Я оделся, взял ключи от машины и спустился в погреб. Лу спала. Из старых тряпок моей жены она свила нечто вроде гнезда и свернулась в нем калачиком, положив голову на согнутую в локте руку. Ее высохшие волосы отливали блеклой медью, а лицо показалось мне совсем юным. Из решетчатого окна под потолком лилась тусклая предрассветная серость. Когда кто–то проходил или проезжал мимо, перекрывая узкий луч, в подвальной комнатке становилось темно, а по лбу и щекам Лу пробегали влажные тени.

«Интересно, сколько ей лет?» - подумал я растерянно. Не ищут ли ее родители, и не должен ли я что–то сделать, заявить в полицию, например? У моих ног на куче разноцветного тряпья спала взъерошенная девочка–подросток, грязная и измученная долгой дорогой. Любопытная искательница приключений, которой захотелось увидеть мир? Или насильно вырванный из детства ребенок, бегущий от чего–то страшного?

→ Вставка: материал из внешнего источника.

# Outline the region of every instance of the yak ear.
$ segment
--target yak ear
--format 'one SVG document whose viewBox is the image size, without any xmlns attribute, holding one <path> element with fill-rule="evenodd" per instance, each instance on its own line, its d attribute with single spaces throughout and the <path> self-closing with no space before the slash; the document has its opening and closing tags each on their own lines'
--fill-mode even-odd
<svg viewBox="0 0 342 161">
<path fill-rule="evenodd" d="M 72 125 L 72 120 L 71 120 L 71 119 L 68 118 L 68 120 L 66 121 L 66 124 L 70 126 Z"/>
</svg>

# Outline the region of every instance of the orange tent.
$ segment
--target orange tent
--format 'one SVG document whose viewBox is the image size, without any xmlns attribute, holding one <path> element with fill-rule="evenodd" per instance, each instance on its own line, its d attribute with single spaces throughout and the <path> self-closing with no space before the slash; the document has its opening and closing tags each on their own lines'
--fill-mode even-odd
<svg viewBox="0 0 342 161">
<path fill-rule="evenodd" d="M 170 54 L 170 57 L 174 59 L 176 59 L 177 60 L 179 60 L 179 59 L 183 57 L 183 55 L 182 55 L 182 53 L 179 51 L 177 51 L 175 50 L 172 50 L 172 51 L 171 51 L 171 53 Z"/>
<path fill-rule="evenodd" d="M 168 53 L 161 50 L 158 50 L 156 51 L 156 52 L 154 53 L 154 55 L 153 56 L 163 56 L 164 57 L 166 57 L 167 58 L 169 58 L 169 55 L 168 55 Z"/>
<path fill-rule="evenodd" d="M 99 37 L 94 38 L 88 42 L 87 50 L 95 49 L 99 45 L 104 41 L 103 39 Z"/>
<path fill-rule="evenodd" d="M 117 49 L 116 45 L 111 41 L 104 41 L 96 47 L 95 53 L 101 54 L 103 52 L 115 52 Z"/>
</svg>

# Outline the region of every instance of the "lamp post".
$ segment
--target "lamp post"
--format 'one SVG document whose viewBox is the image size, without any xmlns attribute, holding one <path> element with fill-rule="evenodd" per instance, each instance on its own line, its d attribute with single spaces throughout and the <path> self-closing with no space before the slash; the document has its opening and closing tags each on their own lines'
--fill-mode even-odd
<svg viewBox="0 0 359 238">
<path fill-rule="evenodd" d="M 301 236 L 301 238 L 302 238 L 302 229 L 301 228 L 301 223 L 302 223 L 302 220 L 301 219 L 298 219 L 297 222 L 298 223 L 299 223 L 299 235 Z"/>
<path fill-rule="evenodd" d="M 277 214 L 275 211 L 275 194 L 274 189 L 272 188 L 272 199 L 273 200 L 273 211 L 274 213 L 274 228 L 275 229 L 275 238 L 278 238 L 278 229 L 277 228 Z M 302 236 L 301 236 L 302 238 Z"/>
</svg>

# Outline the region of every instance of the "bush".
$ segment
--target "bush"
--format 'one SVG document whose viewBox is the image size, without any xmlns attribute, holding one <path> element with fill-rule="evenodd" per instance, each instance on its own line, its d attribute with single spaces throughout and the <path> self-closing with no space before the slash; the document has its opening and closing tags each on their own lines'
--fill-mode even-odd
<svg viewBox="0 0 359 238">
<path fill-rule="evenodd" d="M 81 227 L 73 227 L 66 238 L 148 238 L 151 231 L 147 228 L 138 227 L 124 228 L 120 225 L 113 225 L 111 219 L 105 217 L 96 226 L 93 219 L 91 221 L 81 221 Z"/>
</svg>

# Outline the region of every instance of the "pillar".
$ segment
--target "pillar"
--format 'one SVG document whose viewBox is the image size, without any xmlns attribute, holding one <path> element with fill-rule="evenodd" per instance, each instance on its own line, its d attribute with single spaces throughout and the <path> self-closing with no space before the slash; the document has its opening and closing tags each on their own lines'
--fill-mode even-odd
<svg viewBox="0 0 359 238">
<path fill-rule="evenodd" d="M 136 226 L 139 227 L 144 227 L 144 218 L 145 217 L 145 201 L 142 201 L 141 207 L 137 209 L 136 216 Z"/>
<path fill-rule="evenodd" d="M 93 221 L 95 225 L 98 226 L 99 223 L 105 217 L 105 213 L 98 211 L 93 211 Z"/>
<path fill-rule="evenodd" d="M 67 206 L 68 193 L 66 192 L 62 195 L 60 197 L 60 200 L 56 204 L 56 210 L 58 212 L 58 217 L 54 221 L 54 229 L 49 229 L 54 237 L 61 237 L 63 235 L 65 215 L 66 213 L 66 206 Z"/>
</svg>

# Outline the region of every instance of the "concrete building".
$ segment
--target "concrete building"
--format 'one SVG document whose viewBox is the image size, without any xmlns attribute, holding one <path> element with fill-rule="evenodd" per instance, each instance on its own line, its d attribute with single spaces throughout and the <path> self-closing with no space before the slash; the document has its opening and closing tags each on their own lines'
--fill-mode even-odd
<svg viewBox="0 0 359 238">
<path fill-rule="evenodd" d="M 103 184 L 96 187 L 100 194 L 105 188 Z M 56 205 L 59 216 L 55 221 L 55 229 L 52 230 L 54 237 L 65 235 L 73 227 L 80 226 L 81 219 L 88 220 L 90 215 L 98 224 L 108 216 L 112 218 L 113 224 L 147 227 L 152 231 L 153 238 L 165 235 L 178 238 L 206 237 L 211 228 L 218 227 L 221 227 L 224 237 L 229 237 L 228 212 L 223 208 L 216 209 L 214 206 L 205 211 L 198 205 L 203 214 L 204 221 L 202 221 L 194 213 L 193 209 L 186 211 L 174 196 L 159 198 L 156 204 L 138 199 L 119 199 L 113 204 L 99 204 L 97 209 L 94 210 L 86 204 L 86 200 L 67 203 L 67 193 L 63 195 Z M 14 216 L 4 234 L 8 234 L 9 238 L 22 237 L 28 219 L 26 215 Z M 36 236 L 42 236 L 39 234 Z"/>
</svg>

Я не хотел грубо вмешиваться в чужую жизнь, но все–таки решил поговорить с девочкой. Почему–то я был уверен, что вечером Лу еще будет здесь. Ведь не может что–то, едва начавшись, вот так сразу и закочиться.

Мои ожидания оправдались. Лу не ушла, а наоборот, расположилась в моем погребе, как дома. Сгребла в угол мешки и весь мусор. А сама сидела на своей импровизированной постели, босая, в китайском халате моей жены. Я помнил этот халатик, атласно–синий, с широкими рукавами и вышитыми на спине павлинами. Анна–Мари носила его, когда мы только начали жить вместе, и он еще хранил теплый и несмелый запах наших первых с ней вечеров.

Я вошел и зажмурился: в подвальной комнате было непривычно светло. Рыжие волосы Лу ловили закатное солнце и огненными каплями разбрызгивали его по обшарпанным стенам. Разноцветные тряпки на полу казались выпавшими из разбитого калейдоскопа кусочками стекла.

- Садись, зачем стоишь в дверях… Алекс.

Откуда ей известно мое имя? Разве что, прочла на почтовом ящике. Да, наверное, так.

- Извини, что не смог предложить тебе лучшего…, - начал я, чувствуя, что говорю совсем не то. - Сколько тебе лет, Лу?

Она посмотрела на меня снизу вверх.

- Не бойся, я совершеннолетняя, - и, подтянув к себе котомку, извлекла из нее грязный узелок. - У меня нет денег, Алекс, но я заплачу тебе за ночлег вот этим.

Она развязала тряпочку и вытряхнула из нее четыре гладко обточенных бруска малахита, обломок аметистового ствола с темно–фиолетовыми кристаллами внутри, кусок розового кварца и какой–то металлически блестящий камешек.

- Гематит, - подсказала Лу. - Это самоцветы, выбирай любой. Знаешь, как легко отличить камень от стекляшки? Потрогай.

Я взял в руки невзрачный аметистовый ствол. Он оказался шершавым на ощупь и неожиданно теплым. А изнутри, оттуда, где таинственно поблескивали острые пирамидки кристаллов, струился настоящий жар.

- Чувствуешь?

Я кивнул, и Лу гордо улыбнулась.

- Бери, не бойся, в этом году у нас был урожай самоцветов.

- Урожай? - поразился я. - Но это же камни, а не картошка!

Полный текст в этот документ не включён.